The Credit Card Balance Transfer Game
Balance transfer credit cards offers may not be as plentiful as they were a few years ago, but they still exist. Customers who have good enough credit are still receiving letters in the mail, enticing them to transfer credit card balances for low teaser rates. These credit card offers may be a good or bad thing, depending upon how you use them.
Transfer Balances but Avoid New Purchases
Balance transfer credit cards can help you consolidate credit card debt and pay it off at a lower interest rate. But this only works if you put away the credit card and don't charge anything new.
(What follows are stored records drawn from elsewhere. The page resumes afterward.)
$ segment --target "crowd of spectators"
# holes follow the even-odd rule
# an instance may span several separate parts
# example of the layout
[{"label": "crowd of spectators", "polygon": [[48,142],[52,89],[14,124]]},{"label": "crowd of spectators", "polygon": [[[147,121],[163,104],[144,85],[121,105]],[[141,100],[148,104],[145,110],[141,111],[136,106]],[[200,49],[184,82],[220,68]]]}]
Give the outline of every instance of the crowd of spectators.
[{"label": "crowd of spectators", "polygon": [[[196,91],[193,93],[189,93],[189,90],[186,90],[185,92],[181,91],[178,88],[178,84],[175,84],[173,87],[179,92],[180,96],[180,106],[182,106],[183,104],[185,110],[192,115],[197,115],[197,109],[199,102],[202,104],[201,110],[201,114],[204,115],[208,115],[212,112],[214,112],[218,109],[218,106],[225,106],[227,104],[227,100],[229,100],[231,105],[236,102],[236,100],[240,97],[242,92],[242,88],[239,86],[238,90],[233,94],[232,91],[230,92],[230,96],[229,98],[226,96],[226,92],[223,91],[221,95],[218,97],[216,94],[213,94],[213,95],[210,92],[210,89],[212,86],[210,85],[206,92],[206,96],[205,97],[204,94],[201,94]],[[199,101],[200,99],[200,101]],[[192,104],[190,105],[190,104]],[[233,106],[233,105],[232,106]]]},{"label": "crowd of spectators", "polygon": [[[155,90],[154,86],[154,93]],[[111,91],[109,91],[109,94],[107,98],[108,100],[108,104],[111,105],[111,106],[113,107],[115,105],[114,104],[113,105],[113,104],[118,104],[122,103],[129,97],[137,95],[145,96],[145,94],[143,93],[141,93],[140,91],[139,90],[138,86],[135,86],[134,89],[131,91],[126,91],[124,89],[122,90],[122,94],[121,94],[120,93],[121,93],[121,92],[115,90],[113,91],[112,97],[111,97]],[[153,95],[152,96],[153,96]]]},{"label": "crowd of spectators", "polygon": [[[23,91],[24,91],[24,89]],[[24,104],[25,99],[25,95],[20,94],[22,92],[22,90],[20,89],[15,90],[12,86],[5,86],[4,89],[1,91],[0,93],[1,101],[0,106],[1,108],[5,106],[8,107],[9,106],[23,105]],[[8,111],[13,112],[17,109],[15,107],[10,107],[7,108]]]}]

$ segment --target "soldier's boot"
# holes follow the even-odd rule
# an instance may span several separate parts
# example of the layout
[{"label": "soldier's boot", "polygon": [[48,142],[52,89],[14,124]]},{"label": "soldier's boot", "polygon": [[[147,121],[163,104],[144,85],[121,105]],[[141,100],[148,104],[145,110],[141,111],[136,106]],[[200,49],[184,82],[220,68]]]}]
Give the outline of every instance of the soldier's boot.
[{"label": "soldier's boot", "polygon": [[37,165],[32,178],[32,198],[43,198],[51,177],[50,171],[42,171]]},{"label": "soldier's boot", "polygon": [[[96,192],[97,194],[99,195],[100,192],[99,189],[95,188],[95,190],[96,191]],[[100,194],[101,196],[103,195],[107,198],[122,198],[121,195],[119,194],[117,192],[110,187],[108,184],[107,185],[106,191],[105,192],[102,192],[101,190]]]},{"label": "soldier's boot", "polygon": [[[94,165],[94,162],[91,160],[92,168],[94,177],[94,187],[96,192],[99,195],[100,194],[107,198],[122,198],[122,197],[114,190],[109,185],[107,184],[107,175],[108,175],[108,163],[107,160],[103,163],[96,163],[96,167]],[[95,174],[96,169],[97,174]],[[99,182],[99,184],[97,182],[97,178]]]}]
Using a balance transfer card for additional purchases may result in you paying two different interest rates: the low, teaser rate on the transferred balance, and a higher rate for regular purchases.
Also, you should avoid repeatedly transferring balances because you may end up paying a transfer fee each time. Some credit cards may charge a 3% to 5% fee for a balance transfer.
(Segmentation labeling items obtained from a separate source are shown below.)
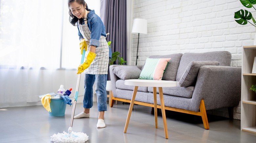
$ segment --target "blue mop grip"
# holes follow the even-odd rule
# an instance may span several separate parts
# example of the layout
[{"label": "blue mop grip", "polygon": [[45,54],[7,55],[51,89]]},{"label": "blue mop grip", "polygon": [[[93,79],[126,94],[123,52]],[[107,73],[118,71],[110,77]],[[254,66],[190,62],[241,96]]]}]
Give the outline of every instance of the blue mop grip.
[{"label": "blue mop grip", "polygon": [[84,63],[84,56],[85,55],[85,50],[84,50],[84,48],[83,50],[83,54],[82,55],[82,58],[81,59],[81,64],[83,64]]},{"label": "blue mop grip", "polygon": [[77,97],[78,97],[78,91],[75,91],[75,96],[74,97],[74,99],[76,101],[77,101]]}]

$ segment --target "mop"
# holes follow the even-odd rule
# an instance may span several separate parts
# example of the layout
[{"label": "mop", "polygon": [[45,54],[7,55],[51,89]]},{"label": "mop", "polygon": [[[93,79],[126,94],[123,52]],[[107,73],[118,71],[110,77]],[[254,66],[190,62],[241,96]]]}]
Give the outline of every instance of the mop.
[{"label": "mop", "polygon": [[[81,64],[84,62],[84,56],[85,54],[85,50],[84,48],[83,50],[83,54],[82,55],[82,59],[81,60]],[[78,90],[79,89],[79,85],[80,83],[81,73],[79,73],[78,74],[78,78],[76,83],[76,88],[75,89],[75,96],[74,97],[73,101],[74,101],[73,109],[71,114],[71,119],[70,121],[70,124],[68,130],[68,133],[67,133],[65,131],[63,132],[63,133],[58,133],[57,134],[54,134],[52,136],[51,136],[51,143],[83,143],[88,140],[89,136],[86,134],[81,132],[74,132],[72,131],[72,127],[73,126],[73,121],[74,119],[74,115],[75,114],[75,105],[76,104],[76,101],[77,100],[78,96]]]}]

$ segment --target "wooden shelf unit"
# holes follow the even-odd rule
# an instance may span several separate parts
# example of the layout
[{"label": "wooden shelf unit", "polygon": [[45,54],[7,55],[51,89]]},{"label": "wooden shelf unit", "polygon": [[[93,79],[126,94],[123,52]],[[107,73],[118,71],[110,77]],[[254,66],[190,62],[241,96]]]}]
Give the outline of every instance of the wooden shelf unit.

Read Through Credit Card Terms
You should be able to find out everything you need to know about a credit card by reading through the credit card terms. The terms tell how long the introductory interest rate may last, what the default rate may change to if you're late with a payment, and the amount of any late fees.
The credit card terms should also explain exactly how monthly payments are applied, and the date and time those payments are due. Payments are usually applied to the balance with the lowest interest rate first. However, changes in credit card regulation will require card issuers to apply any payments above the minimum amount to the part of your balance with the highest interest rate.
Digging Out of Credit Card Debt
In the best-case scenario, you would pay off a balance transfer credit card before the introductory rate expires. You may save hundreds or even thousands of dollars in interest and improve your credit score by knocking out debt. But for some people, balance transfers don't end so well. Instead of paying off credit card debt, they end up in worse financial shape than when they started.
If you're experiencing serious financial hardship, or if you have a problem with compulsive spending, you may not be helped by a balance transfer offer. If you're in one of those situations, a trip to a credit counselor or debt support group may be a better option.